И вот непременно в тени кустов, не прямо по дорожке, они пробираются во фруктовый сад, в малину (им запрещено это), и к вымышленным страхам присоединился уже действительный страх, что их могут застать тут, и это составляет новую прелесть.

От жирной, темной земли так и парит кругом, пахнет листом черной смородины, малиной. Мельница, к которой и с большими страшно идти, шумит вдалеке, и сквозь кружево листвы далеко и загадочно сверху синеет, точно подернутое синей дымкой, безоблачное небо. Они рвут теплые, сочные ягоды, сердце бьется сильно и часто, и ягоды кажутся особенно вкусными и спелыми.

«А рыбная ловля, – вспоминает графиня, – а жатва, а сено!»

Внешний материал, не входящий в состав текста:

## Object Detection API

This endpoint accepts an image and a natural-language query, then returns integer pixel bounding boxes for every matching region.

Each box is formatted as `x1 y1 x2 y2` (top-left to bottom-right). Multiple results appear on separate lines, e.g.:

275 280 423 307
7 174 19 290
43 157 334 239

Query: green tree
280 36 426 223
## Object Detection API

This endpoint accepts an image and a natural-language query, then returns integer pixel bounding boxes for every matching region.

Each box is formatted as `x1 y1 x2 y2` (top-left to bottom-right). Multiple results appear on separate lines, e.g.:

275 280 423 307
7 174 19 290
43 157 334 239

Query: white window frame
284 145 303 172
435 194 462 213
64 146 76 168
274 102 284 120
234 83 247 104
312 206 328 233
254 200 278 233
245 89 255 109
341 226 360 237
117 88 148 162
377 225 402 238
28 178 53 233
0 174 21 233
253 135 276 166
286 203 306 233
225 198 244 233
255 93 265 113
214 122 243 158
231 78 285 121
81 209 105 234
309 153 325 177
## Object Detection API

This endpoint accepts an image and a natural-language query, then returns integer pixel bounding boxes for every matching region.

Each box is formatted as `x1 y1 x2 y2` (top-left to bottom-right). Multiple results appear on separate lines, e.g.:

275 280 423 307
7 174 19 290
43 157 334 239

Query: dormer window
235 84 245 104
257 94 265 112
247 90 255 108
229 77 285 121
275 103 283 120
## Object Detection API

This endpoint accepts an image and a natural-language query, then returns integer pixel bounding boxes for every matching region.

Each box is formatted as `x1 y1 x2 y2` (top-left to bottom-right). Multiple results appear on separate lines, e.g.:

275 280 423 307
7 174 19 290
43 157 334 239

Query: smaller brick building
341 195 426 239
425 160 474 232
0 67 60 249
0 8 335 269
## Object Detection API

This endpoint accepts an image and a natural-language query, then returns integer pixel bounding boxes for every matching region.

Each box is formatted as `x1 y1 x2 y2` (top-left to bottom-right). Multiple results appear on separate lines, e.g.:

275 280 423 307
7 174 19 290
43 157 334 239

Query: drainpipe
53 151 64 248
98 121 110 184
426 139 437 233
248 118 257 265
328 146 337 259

И ей кажутся невыносимо тесными ее розовый шелковый полог и покойная мягкая кровать, на которой она не может сомкнуть глаз.

И вдруг этот счастливый мир детства и грез отлетает от нее; ее отправляют с сестрами в Петербург. Там нанимают им француженку, затягивают в корсет, надевают платье на фижмах, которое топорщится во все стороны, подолгу пред зеркалом до боли дерут волосы щипцами и везут к дяде – важному и, должно быть, сердитому и строгому Потемкину, имя которого всеми произносится с каким-то подобострастным трепетом.